How do you factor the trinomial #2x^2 - 8x + 5#?

1 Answer
May 15, 2016

#2x^2-8x+5=2(x-2-sqrt(6)/2)(x-2+sqrt(6)/2)#

Explanation:

Complete the square, then use the difference of squares identity:

#a^2-b^2=(a-b)(a+b)#

with #a=(x-2)# and #b=sqrt(6)/2# as follows:

#2x^2-8x+5#

#=2(x^2-4x+5/2)#

#=2(x^2-4x+4-6/4)#

#=2((x-2)^2-(sqrt(6)/2)^2)#

#=2((x-2)-sqrt(6)/2)((x-2)+sqrt(6)/2)#

#=2(x-2-sqrt(6)/2)(x-2+sqrt(6)/2)#

#color(white)()#
Footnote

Why did I choose this method, rather than trying an AC method, etc.?

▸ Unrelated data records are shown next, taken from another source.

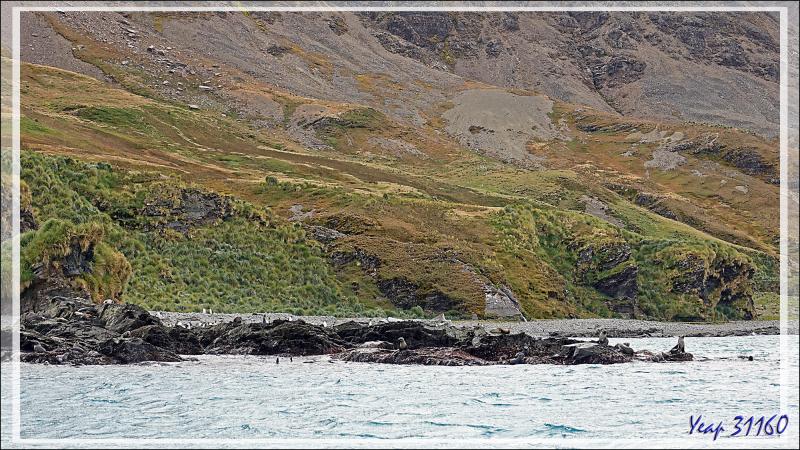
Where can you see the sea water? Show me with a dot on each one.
(235, 397)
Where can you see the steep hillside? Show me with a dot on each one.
(326, 173)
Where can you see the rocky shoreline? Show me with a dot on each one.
(621, 328)
(71, 331)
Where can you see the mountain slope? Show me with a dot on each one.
(424, 191)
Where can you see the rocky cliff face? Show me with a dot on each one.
(621, 61)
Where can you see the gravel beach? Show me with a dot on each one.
(550, 327)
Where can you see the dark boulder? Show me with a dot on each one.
(135, 350)
(176, 339)
(121, 317)
(428, 356)
(416, 334)
(276, 338)
(591, 353)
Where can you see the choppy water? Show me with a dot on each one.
(252, 397)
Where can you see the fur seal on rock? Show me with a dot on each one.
(679, 347)
(603, 340)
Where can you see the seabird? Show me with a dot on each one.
(603, 338)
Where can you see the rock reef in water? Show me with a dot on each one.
(74, 331)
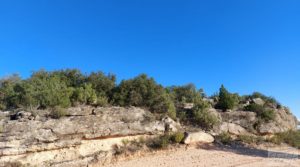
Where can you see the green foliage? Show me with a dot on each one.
(203, 117)
(262, 112)
(84, 95)
(185, 94)
(177, 137)
(58, 112)
(226, 99)
(224, 138)
(268, 100)
(103, 84)
(290, 137)
(8, 95)
(250, 139)
(144, 92)
(267, 115)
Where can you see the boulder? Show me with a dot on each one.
(283, 122)
(22, 116)
(198, 137)
(79, 134)
(170, 124)
(232, 128)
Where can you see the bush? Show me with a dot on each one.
(177, 137)
(185, 94)
(224, 138)
(142, 91)
(203, 117)
(250, 139)
(267, 115)
(58, 112)
(263, 113)
(226, 99)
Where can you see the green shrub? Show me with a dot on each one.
(143, 91)
(250, 139)
(254, 108)
(177, 137)
(267, 115)
(226, 99)
(224, 138)
(204, 118)
(58, 112)
(262, 112)
(185, 94)
(102, 101)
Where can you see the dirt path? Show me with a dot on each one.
(209, 157)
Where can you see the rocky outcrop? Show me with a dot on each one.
(83, 134)
(284, 121)
(198, 137)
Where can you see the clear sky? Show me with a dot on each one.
(248, 45)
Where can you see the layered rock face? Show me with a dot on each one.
(80, 136)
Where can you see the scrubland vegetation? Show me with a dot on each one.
(64, 88)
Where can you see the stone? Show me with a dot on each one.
(232, 128)
(283, 122)
(80, 135)
(198, 137)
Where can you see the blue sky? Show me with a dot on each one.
(251, 45)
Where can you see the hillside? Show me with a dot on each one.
(66, 118)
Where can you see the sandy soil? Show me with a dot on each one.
(209, 156)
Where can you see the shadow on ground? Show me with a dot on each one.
(250, 151)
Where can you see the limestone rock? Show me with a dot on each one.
(232, 128)
(75, 137)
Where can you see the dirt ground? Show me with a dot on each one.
(209, 156)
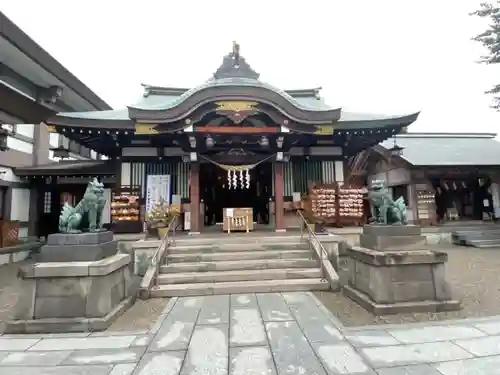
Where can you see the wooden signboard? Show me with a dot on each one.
(237, 219)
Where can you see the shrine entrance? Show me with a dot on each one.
(220, 189)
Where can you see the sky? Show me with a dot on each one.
(376, 56)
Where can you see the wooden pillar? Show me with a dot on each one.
(194, 197)
(279, 191)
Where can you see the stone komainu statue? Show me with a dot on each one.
(387, 211)
(89, 208)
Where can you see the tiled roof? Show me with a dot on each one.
(448, 149)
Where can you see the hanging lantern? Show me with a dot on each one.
(60, 152)
(396, 150)
(263, 141)
(209, 142)
(4, 134)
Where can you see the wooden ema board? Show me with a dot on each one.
(335, 205)
(237, 219)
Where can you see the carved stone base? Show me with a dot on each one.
(73, 296)
(81, 247)
(392, 282)
(392, 237)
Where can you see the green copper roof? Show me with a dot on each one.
(302, 103)
(422, 149)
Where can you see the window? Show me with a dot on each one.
(54, 140)
(26, 130)
(19, 145)
(400, 191)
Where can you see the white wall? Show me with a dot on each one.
(20, 205)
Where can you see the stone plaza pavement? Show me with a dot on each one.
(276, 333)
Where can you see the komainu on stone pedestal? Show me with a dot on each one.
(387, 210)
(87, 214)
(393, 272)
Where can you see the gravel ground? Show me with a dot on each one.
(141, 316)
(474, 275)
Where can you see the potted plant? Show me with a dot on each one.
(159, 218)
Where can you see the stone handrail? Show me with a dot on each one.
(315, 244)
(151, 276)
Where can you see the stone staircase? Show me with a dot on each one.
(238, 264)
(482, 236)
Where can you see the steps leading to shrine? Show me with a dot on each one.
(238, 265)
(484, 236)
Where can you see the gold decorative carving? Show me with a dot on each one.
(235, 106)
(324, 129)
(146, 129)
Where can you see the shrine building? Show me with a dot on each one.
(232, 142)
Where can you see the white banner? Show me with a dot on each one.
(158, 187)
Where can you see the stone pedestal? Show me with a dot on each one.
(392, 237)
(393, 282)
(73, 296)
(82, 247)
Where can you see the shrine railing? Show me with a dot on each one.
(150, 279)
(312, 239)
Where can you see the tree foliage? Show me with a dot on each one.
(491, 40)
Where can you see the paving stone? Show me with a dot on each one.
(214, 310)
(105, 356)
(481, 347)
(410, 370)
(300, 362)
(321, 331)
(243, 300)
(15, 345)
(166, 363)
(251, 361)
(297, 298)
(186, 310)
(123, 369)
(434, 333)
(273, 307)
(208, 351)
(286, 336)
(491, 328)
(112, 342)
(309, 312)
(362, 339)
(479, 366)
(143, 340)
(173, 335)
(342, 359)
(57, 370)
(35, 358)
(414, 354)
(247, 328)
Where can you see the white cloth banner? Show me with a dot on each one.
(158, 187)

#2x^2-8x+5# is in the form #ax^2+bx+c# with #a=2#, #b=-8# and #c=5#.

This has discriminant given by the formula:

#Delta = b^2-4ac = (-8)^2-(4*2*5) = 64-40 = 24#

which is not a perfect square, so the factors will not have rational coefficients.

We could use the quadratic formula to find them, but completing the square is just as powerful and less "magic".